My friend Tim “Smiling Cat” Eutin sent the following question to my blog.

  1. Hello Rees,
    I just came in from mowing the lawn and was thinking about you. Why? You are very knowledgeable and come across as “real” and trust worthy. Here’s my problem…

I moved into an older home that has a large hedge. The hedge is a mix of 31 different plants, trees and vines. It doesn’t look as bad as it sounds as long as I keep it trimmed. (definitely not bad enough to go through the effort of removing it – that can wait for the next owner!)

Anyway the hedge has poison ivy in it. How can I get rid of the poison ivy without killing the hedge?

Thanks!

In your case SC, if the hedge can not be sacrificed then I suggest you suit up and go at it with chemicals. If you are careful, you may be able to untwine the vines from parts of the hedge and apply Round-up. If it is difficult to untangle just do the best you can. I suggest you use a paint brush or tiny sprayer to apply the chemical. This will take persistence and you will probably need to repeat but it can be done. I’ve used a similar method to kill spreading morning glory in a bed of junipers.

Whatever you do never burn the dead plants as the smoke will move the poison into your lungs….and that’s bad.

One last thing, make sure it is Poison Oak or Poison Ivey that you have. Fragrant Sumac and Virginia creeper have some similarities. Do a Google image search to be sure.

Good Luck!

Rees Cowden

www.Greensideupblog.com

{ 1 trackback }

poison oak, poison ivy II
March 28, 2010 at 12:49 pm

{ 32 comments… read them below or add one }

Anna May 17, 2008 at 6:55 am

Have you ever heard of taking one of the branches and making a cut into it then placing that open wounded cut into a bucket of round up.
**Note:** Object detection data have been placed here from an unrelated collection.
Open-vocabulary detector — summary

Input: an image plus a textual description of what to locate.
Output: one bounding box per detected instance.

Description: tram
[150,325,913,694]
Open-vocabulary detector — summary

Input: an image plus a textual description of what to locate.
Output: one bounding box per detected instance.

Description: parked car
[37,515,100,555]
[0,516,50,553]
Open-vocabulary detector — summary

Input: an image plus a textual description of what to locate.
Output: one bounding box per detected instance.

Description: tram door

It will feed to the roots and kill the whole plant. Much care must be taken to protect the area from pets and children. the cutting must be left in the round up for several days for it to feed into the root system to kill the whole plant. Kudzu is killed this way also. I’ve only read about this. I’ve never tried it.
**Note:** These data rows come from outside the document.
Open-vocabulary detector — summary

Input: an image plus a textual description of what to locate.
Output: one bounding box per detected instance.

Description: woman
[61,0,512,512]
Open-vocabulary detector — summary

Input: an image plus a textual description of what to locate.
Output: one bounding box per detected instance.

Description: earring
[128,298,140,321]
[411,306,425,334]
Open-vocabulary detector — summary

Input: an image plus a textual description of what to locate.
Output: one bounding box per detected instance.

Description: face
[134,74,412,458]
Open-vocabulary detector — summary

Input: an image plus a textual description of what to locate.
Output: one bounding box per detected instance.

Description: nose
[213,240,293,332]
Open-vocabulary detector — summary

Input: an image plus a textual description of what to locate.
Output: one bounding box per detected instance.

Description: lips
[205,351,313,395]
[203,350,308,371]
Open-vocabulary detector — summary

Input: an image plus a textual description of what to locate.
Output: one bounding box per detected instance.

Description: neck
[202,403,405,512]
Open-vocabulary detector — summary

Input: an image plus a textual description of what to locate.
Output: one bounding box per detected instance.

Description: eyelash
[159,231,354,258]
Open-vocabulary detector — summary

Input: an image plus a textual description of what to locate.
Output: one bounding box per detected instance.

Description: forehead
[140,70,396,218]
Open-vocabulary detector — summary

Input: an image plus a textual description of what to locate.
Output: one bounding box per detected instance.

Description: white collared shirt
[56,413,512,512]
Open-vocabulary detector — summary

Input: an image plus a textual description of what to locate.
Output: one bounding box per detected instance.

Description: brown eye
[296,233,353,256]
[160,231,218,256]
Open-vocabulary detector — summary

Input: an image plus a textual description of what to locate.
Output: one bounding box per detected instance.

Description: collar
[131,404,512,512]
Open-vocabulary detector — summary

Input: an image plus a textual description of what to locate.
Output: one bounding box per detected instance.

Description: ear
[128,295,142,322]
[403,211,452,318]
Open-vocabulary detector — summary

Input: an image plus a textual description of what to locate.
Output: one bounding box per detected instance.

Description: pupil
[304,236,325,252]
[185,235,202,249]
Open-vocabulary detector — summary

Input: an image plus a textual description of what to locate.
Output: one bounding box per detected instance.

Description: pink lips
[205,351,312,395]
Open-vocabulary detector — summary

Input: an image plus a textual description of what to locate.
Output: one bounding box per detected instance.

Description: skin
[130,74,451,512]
Tim Eutin May 17, 2008 at 5:30 pm

Thanks for the advice. I’m suiting up and heading in. I’ll let you know how it turns out.

deb May 18, 2008 at 3:40 am

This is the one and only situation where I will use roundup.

Deb.

Viv May 27, 2008 at 4:29 pm

My problem is that the poison oak is growing off of the tree its not rooted from the ground and it continues up the entire tree. I have children and a dog that I constantly have to keep away from that area. what the best way to get rid of this problem? Should I have the tree cut down?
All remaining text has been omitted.